Hacker News new | ask | show | jobs
by mkl 815 days ago
Can shot-scraper load a bunch of content on an "infinite scroll" page before saving? I'm guessing Monolith can't as it has no JS. The most effective way I've found to work through the history of a big YouTube channel is to hold page-down for a while then save to a static "Web Page, Complete" HTML file, but it's a bit clunky.
2 comments

shot-scraper has a feature that's meant to help with this: you can inject additional al JavaScript into the page that can then act before the screenshot is taken.

I use that for things like accepting cookie banners, but using it to scroll down to trigger additional loading should work too.

There's also a --wait-for option which takes a JavaScript expression and polls until it's true before taking the shot - useful for if there's custom loading behavior you need to wait for.

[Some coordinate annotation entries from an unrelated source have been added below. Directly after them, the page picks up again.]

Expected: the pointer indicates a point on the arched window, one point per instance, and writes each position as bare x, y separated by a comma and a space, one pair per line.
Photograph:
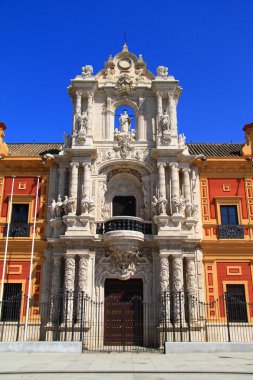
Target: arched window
124, 121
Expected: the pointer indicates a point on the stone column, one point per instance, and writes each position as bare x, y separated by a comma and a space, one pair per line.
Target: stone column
140, 129
159, 104
178, 293
61, 181
86, 179
90, 111
161, 180
69, 282
191, 283
78, 102
175, 189
55, 288
172, 113
74, 179
164, 286
186, 184
56, 278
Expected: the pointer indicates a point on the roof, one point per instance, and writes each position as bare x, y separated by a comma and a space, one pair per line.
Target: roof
33, 149
207, 149
215, 149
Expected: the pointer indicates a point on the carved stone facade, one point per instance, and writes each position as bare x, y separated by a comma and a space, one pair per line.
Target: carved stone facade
123, 201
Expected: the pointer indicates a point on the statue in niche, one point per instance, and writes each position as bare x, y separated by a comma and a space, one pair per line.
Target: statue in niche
159, 205
87, 204
125, 122
87, 71
71, 204
82, 122
58, 207
164, 121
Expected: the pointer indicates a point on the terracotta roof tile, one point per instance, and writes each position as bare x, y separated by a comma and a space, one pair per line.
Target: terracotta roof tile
215, 149
33, 149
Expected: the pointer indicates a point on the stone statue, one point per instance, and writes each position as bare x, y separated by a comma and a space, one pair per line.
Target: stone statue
159, 205
67, 140
162, 71
125, 122
164, 121
65, 205
87, 204
175, 203
58, 207
71, 204
87, 71
52, 209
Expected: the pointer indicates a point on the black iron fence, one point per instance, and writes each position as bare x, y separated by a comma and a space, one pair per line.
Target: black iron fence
134, 325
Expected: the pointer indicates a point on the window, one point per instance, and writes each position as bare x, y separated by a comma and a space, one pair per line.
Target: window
236, 303
229, 214
19, 213
12, 298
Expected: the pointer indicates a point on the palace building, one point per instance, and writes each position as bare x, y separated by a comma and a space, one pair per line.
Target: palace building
127, 233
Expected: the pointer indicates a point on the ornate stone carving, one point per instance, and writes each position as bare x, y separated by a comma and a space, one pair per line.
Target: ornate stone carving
162, 71
123, 147
71, 204
87, 71
83, 273
159, 205
124, 84
87, 204
122, 265
69, 273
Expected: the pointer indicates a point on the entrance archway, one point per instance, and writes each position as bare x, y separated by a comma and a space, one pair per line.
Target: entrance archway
123, 313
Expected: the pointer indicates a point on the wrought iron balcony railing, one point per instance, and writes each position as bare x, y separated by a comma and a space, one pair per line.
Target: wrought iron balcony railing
126, 224
230, 231
18, 230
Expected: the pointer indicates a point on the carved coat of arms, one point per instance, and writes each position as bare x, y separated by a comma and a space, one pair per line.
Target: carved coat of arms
125, 84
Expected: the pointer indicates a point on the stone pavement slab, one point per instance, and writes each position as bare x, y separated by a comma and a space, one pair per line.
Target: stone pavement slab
126, 366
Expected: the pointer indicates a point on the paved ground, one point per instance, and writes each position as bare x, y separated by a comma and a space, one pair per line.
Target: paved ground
126, 366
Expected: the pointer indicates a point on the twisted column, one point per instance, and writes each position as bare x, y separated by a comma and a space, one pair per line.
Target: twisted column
191, 283
164, 285
86, 179
78, 102
161, 180
178, 282
61, 181
74, 179
186, 184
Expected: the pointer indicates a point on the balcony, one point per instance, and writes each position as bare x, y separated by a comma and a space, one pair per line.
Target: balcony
18, 230
124, 232
230, 231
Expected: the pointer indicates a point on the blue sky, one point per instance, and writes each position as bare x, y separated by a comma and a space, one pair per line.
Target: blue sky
207, 45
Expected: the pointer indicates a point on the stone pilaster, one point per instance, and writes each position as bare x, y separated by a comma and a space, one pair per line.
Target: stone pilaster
61, 181
56, 278
78, 102
86, 180
186, 184
164, 285
159, 104
69, 280
161, 180
191, 283
74, 179
90, 111
178, 294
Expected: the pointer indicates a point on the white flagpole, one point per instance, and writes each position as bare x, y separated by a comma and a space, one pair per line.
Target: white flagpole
7, 242
31, 260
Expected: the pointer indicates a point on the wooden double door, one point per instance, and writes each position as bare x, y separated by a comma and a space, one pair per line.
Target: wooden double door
123, 312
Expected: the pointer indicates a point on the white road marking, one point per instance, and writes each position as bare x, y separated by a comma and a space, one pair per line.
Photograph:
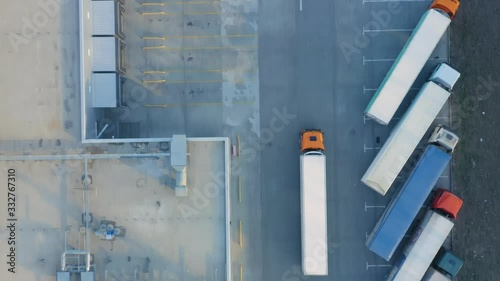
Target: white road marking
376, 265
384, 60
375, 89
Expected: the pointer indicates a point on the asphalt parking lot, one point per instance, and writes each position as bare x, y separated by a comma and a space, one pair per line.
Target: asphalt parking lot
190, 67
322, 61
163, 237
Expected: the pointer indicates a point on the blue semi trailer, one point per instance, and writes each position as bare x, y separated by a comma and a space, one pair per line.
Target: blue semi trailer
403, 208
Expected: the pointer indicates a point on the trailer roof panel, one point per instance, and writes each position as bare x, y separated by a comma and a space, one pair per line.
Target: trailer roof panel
313, 209
405, 137
407, 66
403, 208
104, 17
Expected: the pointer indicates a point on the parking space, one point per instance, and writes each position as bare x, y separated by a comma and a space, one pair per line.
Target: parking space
162, 237
377, 59
189, 64
333, 76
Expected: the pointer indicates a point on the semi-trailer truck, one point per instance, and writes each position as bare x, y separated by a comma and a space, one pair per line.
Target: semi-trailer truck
404, 206
445, 266
424, 245
406, 135
411, 60
313, 203
434, 275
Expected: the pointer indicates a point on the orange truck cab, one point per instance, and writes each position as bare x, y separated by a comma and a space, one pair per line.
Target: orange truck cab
450, 7
447, 202
311, 140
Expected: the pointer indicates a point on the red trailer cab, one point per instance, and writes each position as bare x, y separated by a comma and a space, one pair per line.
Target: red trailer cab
447, 202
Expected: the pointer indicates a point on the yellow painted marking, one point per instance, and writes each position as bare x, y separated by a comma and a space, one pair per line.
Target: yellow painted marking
152, 38
153, 81
166, 105
239, 189
210, 36
152, 4
211, 48
184, 70
239, 153
152, 13
154, 47
241, 233
192, 3
200, 81
192, 13
153, 72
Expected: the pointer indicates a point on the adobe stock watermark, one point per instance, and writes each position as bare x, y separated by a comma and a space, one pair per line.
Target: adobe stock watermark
253, 145
362, 38
483, 91
199, 199
33, 24
295, 273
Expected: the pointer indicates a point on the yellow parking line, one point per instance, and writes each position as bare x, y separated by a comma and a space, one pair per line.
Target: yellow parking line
193, 13
239, 189
152, 38
153, 4
166, 105
201, 81
239, 153
154, 47
241, 233
184, 70
154, 72
192, 3
212, 48
152, 13
153, 81
210, 36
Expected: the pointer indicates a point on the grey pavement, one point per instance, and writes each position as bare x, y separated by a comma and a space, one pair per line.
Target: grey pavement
304, 69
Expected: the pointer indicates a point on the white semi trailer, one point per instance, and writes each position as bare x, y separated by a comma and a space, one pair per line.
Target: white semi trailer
406, 135
411, 60
424, 245
313, 203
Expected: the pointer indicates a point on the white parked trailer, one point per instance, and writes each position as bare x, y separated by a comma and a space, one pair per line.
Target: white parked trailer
407, 66
424, 245
434, 275
313, 213
405, 137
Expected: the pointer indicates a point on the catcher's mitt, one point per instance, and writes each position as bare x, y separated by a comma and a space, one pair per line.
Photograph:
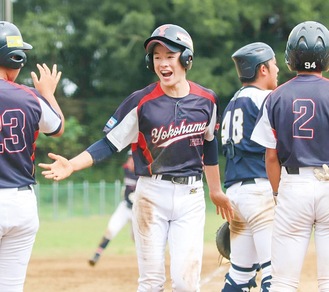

Documentation here: https://shot-scraper.datasette.io/en/stable/screenshots.html

I found other problems in the area when trying to do this e.g. a lot of landing pages have hidden content that only animates in when you scroll down, subscribe/cookie overlays/modals covering content, hero headers that takes the height of the viewport ("height: 100vh") so if you make the page height large for taking a screenshot the header will cover all of it, and also sticky headers get in the way if you want to try scrolling while take multi-screenshots that are combined at the end.

You can come up with workarounds for each, but it's still hacky and there's always going to be other pages that need special treatment.